Kevin Pelton of StormBasketball.com noted in his preview of tonight's game that each of the Seattle Storm's nine wins over the Phoenix Mercury since 2009 have been different.
In keeping with that pattern, tonight's 85-70 win at KeyArena was a game full of anomalies, both good and bad.
Storm reserve guard Katie Smith led the Storm with a season-high 26 points, including 5-for-7 shooting from beyond the arc. Center Lauren Jackson finished with only four points and didn't score until halfway through the fourth quarter, a testament to the Mercury actually playing rather good interior defense throughout the game.
"It was the same game plan as when she was playing early on in the season," said Mercury forward Candice Dupree, referring to the season opener in which Jackson recorded 15 points and seven rebounds. "We were trying to contain Sue (Bird) a little more and Katie. Obviously Katie didn't work so well.
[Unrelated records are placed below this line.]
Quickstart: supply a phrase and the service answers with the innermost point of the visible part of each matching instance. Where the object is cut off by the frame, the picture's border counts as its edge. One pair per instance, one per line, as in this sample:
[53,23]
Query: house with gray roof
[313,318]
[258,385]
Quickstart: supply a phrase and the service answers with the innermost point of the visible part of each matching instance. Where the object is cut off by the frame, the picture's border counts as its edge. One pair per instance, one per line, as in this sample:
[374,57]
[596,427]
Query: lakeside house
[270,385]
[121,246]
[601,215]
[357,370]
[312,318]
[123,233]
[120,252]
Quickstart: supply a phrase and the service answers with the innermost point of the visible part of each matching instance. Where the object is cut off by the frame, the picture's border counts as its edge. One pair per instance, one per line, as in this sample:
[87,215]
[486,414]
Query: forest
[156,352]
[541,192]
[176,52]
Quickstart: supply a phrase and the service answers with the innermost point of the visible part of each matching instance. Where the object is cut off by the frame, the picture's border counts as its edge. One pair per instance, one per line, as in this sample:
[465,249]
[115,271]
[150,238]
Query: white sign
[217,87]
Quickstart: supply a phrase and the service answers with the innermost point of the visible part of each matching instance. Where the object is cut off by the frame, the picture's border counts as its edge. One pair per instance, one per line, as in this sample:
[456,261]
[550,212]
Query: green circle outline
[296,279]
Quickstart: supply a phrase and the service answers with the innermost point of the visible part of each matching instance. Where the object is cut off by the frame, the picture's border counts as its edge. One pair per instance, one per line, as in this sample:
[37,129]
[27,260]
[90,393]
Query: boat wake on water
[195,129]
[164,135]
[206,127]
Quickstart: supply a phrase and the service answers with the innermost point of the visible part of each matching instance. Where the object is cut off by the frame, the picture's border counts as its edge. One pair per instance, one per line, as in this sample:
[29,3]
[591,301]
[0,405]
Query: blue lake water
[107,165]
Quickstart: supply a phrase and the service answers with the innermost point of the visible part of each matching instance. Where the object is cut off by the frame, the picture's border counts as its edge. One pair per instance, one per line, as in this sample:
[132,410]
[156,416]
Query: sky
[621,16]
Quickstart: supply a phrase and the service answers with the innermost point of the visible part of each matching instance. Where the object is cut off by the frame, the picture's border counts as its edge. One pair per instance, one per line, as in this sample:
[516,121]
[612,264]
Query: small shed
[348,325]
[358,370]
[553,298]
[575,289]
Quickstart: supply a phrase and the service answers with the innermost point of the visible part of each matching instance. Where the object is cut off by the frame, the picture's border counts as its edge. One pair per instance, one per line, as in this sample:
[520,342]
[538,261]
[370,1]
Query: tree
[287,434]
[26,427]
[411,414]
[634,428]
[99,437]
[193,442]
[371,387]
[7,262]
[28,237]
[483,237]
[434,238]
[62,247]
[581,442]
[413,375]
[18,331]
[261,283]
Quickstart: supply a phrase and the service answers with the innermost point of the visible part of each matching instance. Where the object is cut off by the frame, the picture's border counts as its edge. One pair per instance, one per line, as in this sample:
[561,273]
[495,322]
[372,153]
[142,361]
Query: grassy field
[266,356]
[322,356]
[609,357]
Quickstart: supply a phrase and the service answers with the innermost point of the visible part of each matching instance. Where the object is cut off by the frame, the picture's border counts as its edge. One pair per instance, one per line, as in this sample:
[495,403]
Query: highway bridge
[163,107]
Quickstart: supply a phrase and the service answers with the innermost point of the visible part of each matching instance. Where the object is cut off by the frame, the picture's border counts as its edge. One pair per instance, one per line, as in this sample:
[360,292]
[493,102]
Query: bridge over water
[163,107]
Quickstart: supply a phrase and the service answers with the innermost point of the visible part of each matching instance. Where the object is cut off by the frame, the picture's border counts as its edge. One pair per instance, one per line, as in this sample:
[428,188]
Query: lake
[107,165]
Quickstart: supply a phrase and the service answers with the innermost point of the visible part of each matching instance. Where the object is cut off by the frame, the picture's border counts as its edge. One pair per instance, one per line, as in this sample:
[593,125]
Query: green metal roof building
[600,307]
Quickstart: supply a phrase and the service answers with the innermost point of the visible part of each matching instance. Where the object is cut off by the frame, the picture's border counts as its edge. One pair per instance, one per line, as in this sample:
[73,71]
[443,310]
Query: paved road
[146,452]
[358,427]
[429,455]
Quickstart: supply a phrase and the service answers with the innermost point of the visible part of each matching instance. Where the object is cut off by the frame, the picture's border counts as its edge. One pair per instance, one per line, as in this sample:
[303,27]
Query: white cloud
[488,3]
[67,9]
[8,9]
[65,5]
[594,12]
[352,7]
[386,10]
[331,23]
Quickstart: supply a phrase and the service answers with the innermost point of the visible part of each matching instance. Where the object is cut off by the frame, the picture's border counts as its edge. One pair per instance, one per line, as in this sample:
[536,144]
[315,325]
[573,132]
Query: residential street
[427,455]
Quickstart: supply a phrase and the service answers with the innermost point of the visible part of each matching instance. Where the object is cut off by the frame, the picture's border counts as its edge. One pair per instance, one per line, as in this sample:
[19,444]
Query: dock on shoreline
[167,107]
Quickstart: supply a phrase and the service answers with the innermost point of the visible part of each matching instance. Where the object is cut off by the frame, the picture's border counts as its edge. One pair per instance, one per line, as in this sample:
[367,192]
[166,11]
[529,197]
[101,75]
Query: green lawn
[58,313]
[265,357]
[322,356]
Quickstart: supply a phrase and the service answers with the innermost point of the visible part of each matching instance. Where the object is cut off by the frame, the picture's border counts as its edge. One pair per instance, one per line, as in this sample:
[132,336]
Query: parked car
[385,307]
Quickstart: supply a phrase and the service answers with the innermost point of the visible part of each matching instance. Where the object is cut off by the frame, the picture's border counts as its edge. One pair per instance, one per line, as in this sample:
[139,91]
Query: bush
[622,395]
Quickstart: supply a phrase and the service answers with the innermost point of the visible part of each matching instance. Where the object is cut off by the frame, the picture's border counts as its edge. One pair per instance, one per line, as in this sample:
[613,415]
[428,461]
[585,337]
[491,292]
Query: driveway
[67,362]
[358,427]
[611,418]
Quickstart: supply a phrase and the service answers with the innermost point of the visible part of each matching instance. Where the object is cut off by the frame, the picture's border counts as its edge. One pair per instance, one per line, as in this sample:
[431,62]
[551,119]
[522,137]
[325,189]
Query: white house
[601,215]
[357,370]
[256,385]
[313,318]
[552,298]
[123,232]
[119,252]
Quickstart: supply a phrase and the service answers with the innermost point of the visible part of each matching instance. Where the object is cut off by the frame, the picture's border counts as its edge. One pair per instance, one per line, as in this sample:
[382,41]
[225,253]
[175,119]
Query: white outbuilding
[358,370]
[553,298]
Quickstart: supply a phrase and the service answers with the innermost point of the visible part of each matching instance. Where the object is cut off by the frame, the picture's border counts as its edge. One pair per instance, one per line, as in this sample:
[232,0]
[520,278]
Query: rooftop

She's a great shooter and a great player in the league."
Mercury guard Diana Taurasi's season-high 36 points were the most by a Storm opponent this season, surpassing her own 31 on June 4. But adding to the strange flow of this game, she only scored eight points in the second half after scoring 28 in the first half and 20 in the second quarter alone.
Stopping Taurasi in the second half proved to be the key - nobody else on the league's highest-scoring team really picked up the slack as the Mercury only shot 7-for-29 in the second half.
"We didn't try to do anything differently, I just thought we played a little bit passive with her," said Storm coach Brian Agler of how they responded to Taurasi's hot first half shooting. "We gave her too much space. We changed a few things up at halftime, but nothing that should have bothered her a whole lot. We just gave her a different look. I was disappointed at halftime because I thought we gave her too much space to work."
But what's ultimately most surprising about this game is that the Storm managed to win a 3-point shootout with the Mercury with Jackson being a non-factor on the offensive end for most of the game.
With 13 three-pointers, the Storm tied a franchise record for most in a regulation game. Their 54.2 percent accuracy was also a season high. Meanwhile, the Mercury finished with tied with season-low 70 points after scoring 41 in the firt half.
And although it's surprising that a team that has steadily had to creep out of the league's 3-point shooting cellar won a game that featured 47 long-range attempts against the league's highest scoring team, it's also a sign of encouragement: they managed to weather a superstar performance from one of the league's best scorers while Smith stepped up after the majority of their starters struggled.
"I decided to not necessarily settle for jumpers as much, but just attack the hole a little bit and get in there and finish," said Smith of her season-high performance. "It's more of a mindset. It's not settling and trying to make them work. Other teams try to make us work on defense by attacking and trying to get us on our heels so we have to do the same thing."
Of course tempering that encouragement is the reality that the chances of the Storm winning another game in quite this fashion is unlikely when they meet the Mercury again in the playoffs, but the unpredictability of these matchups is part of what makes them so exciting.
"It kind of mentally tricks you a little bit because you know every little thing they like to do," Taurasi said about the familiarity between the two teams. "They know what we like to do. Most of these games have come down to the last two or three minutes. We have to find a way to get stops and good offensive possessions at the end."
Most importantly, the win clinched second place in the Western Conference and home court advantage in their first round meeting with the Mercury next week. Yet in addition to clinching second place, home court advantage in the first round of the WNBA playoffs, and winning the regular season series 3-1, the Storm also became only the second team in WNBA history to reach 20 wins for in four consecutive seasons (the Los Angeles Sparks hold the record, making the playoffs from 1998-2004).
A large part of that ability to continue reaching the 20-win plateau - even in seasons where Jackson hasn't been a full health - is the home crowd that cheered them on tonight. The reward for the team this season is an opportunity to use that to their advantage in the first round.
"This crowd and these Seattle fans love women's basketball," Smith said. "They love the players that are here, but they follow everyone. It's an honor to do it front of them because they really appreciate what we do and how hard we do it. It means a lot."